TheTimesTribune.com, Corbin, KY

State News

December 19, 2012

Judge hears arguments in regional jail lawsuit

CORBIN — By RONNIE ELLIS / CNHI News Service

FRANKFORT -  A Franklin Circuit Court judge will decide whether an inter-local agreement between Boyd and Carter counties to pursue a regional jail is simply a way to divest the jailers in those counties of their constitutional duties.

A Kentucky law enacted in 1994 allows multiple counties to operate a regional jail collaboratively with an administrator and a regional jail authority board representing the participating counties and the jailers from those counties. Because the jailer is a constitutional office, it cannot be eliminated, although the duties of the office can be prescribed to include things other than administering jail operations.

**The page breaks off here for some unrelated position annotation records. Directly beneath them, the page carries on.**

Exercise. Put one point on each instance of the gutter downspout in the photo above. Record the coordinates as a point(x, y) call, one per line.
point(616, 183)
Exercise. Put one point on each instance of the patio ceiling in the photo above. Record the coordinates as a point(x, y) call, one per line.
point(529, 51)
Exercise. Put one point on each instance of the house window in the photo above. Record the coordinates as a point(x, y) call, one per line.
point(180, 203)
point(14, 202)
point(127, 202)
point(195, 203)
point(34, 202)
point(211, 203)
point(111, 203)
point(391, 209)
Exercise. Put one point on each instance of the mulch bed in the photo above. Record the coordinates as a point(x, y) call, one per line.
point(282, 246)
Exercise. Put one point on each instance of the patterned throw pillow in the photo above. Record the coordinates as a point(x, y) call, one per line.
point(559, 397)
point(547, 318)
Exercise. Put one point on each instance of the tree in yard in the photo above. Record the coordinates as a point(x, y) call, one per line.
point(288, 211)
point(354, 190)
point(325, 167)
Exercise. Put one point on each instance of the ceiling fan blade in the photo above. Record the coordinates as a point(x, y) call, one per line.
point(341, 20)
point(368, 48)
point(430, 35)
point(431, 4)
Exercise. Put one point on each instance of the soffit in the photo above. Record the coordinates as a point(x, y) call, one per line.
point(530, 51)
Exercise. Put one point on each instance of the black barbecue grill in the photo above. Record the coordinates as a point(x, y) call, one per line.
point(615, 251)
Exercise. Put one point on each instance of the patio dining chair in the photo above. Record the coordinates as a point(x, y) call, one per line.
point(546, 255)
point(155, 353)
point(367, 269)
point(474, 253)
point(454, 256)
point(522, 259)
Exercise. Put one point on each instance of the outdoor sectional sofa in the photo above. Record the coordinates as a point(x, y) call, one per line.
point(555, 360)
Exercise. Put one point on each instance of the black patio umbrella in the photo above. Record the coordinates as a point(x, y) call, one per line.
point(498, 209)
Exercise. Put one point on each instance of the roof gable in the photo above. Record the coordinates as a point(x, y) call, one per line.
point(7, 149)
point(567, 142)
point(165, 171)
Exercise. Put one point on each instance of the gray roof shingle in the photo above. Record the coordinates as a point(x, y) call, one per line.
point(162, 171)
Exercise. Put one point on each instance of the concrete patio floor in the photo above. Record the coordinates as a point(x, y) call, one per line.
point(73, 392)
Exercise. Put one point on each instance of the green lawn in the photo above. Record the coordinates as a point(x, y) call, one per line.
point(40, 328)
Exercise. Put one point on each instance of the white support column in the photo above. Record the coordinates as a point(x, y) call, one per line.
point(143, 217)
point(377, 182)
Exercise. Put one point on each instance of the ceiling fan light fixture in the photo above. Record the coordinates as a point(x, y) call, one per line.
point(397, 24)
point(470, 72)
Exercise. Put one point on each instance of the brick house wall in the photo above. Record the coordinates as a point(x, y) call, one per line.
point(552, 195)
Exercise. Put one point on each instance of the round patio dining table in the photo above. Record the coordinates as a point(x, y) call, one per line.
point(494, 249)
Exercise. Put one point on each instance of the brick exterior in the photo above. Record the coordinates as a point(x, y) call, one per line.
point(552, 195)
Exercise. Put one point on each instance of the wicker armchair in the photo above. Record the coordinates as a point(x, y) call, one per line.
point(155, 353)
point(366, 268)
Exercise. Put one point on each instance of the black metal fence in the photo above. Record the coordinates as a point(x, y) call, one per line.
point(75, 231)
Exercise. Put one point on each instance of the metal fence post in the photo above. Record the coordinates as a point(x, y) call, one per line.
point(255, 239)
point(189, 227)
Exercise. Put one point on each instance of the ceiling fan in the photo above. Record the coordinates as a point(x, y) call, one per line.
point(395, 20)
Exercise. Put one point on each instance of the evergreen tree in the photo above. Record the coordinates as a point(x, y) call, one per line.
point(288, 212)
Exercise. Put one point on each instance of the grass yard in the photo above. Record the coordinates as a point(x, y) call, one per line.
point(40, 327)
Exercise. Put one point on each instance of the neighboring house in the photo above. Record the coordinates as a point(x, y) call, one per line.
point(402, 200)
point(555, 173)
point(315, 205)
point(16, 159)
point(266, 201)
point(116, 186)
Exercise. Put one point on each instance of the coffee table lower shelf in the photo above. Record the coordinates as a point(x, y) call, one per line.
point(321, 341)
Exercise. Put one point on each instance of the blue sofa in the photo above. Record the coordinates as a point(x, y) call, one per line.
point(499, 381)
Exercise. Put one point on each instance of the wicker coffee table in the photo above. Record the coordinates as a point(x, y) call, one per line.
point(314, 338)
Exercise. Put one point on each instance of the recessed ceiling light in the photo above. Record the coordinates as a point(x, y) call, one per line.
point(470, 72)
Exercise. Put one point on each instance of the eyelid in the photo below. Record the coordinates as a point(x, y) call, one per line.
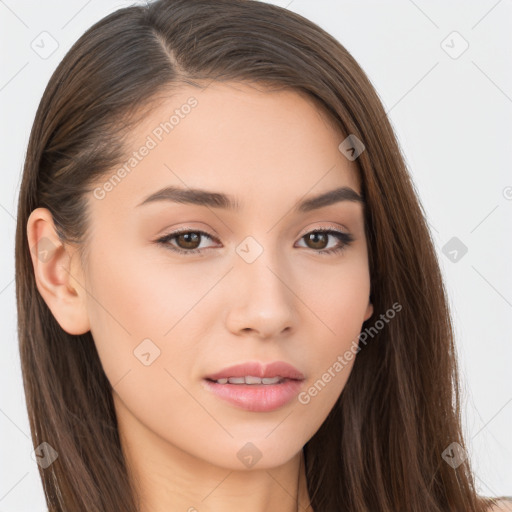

But it is not clear if the law allows two counties to operate their existing jails under the management of a regional jail authority.

Jim Deckard, the attorney representing the Kentucky Jailers Association in a lawsuit challenging the legality of the agreement between Boyd and Carter counties, told Judge Phillip Shepherd at Monday’s hearing that the agreement is “the first instance of a regional jail authority seeking to operate two jails in two counties.”

Shepherd asked Deckard and Scott White, attorney for the two counties, precisely what problem the counties wish to address or alleviate through a regional jail authority.

Deckard responded that his clients see no problem the arrangement would solve and in fact, he said, it would cost Carter County an $800,000-a-year contract with the federal government to house federal prisoners, citing a U.S. Marshals Service letter stating the contract would be in jeopardy.

“We believe this is a political dispute between the county judge and the county jailer,” Deckard told Shepherd.

Carter County Judge-Executive Charles Wallace, who along with Boyd County Judge-Executive William “Bud” Stevens attended the hearing, said afterward he’d “seen no such letter” from the Marshals Service or anyone else.

But Carter County Jailer R.W. Boggs said the letter was addressed to him, Wallace and Carter County Fiscal Court and had been discussed in open fiscal court meetings.

White told Shepherd there really isn’t anything for the court to decide, that the inter-local agreement at this point presumes nothing other than the two counties wish to secure state approval to pursue the concept of a regional jail, and, until it determines how to do that, to continue operating the two county jails.

(The state Department of Local Government must approve such agreements for regional jails but in this case DLG has suspended its review pending Shepherd’s ruling.)

“There is no actual controversy between the two parties,” White told Shepherd. “The judge-executives found it in the best interests of their constituents to enter into this agreement. It is a political question rather than a justiciable question.”

“Your point is that until the authority is operating, there is nothing known about what will be done with the Carter or Boyd county jails?” Shepherd asked White, who answered: “Exactly.”

Deckard argued the 1994 statute presumes the multiple counties would operate one regional jail, though it doesn’t specifically say that.

Shepherd said it is logical to assume the law’s “purpose is to consolidate.” Boyd County, he said, could send its prisoners to be housed in Carter County’s jail through a different inter-local agreement without a regional jail authority, an arrangement that exists between several counties in Kentucky.

White conceded that option existed, but said he sw nothing in the 1994 law that would “oblige us to shut down facilities,” meaning it does not prohibit a regional jail authority from operating the two jails.

Shepherd said the statute isn’t designed to “allow counties to circumnavigate local jailer authority simply to divest the jailer of his constitutional authority.”

Deckard said afterward he believes that is, in fact, the purpose of the agreement because Wallace and Boggs are at odds. Boggs agreed.

“I’ve said from the beginning this is nothing but a political power grab,” said Boggs, a registered Republican. He said Wallace, a Democrat, would like to “get rid of a lot of people, especially me.”

Both Wallace and Stevens denied any political motive in seeking the inter-local agreement or a regional jail authority.

Shepherd said the unusual circumstances in this case present “a difficult question but I’ll do my best to plow through it and give you an order on it.”

He did not specify a timeline for issuing the order.